Hemos escuchado el texto bíblico que este año guía la reflexión en la
Semana de oración para la unidad de los cristianos, que se celebra del
18 al 25 de enero: esta semana. Tal pasaje de la Primera Carta de san
Pedro ha sido elegido por un grupo ecuménico de Letonia, encargado por
el Consejo ecuménico de las Iglesias y por el Consejo pontificio para la
promoción de la unidad de los cristianos.

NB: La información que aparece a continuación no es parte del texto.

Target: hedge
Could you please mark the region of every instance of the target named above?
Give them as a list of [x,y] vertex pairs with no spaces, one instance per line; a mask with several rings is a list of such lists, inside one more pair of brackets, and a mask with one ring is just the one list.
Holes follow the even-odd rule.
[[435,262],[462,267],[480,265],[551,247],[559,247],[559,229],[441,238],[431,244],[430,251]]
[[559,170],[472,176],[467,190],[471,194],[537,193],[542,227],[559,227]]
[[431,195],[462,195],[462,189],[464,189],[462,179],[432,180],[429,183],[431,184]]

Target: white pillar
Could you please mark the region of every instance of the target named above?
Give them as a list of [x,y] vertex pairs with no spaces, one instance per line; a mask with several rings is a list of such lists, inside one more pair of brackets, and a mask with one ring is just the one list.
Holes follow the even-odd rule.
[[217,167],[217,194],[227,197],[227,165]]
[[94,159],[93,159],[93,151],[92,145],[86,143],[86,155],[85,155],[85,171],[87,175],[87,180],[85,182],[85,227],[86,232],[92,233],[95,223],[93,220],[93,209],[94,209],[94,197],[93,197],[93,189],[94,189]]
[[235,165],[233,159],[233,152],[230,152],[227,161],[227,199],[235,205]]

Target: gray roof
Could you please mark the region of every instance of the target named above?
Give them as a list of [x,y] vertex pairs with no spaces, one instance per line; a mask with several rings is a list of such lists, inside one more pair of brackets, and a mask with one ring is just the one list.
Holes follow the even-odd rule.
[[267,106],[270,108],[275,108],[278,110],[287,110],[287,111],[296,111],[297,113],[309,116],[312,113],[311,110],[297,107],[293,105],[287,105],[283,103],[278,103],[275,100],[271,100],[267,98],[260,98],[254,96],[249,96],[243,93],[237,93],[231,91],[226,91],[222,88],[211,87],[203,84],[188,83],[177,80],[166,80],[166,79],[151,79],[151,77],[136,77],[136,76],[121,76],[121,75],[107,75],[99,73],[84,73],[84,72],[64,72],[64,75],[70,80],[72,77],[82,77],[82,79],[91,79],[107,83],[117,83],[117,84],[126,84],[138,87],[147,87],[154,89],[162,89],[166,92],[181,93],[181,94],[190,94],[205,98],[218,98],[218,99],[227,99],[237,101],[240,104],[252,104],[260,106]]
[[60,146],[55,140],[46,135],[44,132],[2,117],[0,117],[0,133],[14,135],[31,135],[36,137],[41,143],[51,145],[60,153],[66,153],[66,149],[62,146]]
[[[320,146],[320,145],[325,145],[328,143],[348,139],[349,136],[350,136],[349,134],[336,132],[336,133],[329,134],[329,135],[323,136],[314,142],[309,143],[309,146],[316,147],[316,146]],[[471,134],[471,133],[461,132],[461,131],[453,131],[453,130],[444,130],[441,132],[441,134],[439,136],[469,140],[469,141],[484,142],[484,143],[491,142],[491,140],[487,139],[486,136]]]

En el centro de la catedral luterana de Riga hay una pila bautismal
del siglo XII, el tiempo en que Letonia fue evangelizada por san
Meinardo. Esa fuente es un signo elocuente de un sólo origen de la fe
reconocida por todos los cristianos de Letonia, católicos, luteranos y
ortodoxos. Este origen es nuestro Bautismo común. El Concilio Vaticano
II afirma que «el Bautismo, por tanto, constituye un poderoso vínculo
sacramental de unidad entre todos los que con él se han regenerado» (Unitatis redintegratio,
22). La primera Carta de Pedro está dirigida a la primera generación de
cristianos para hacerlos conscientes del don recibido con el Bautismo y
de las exigencias que este comporta. También nosotros, en esta Semana
de oración, estamos invitados a redescubrir todo esto, y a hacerlo
juntos, yendo más allá de nuestras divisiones.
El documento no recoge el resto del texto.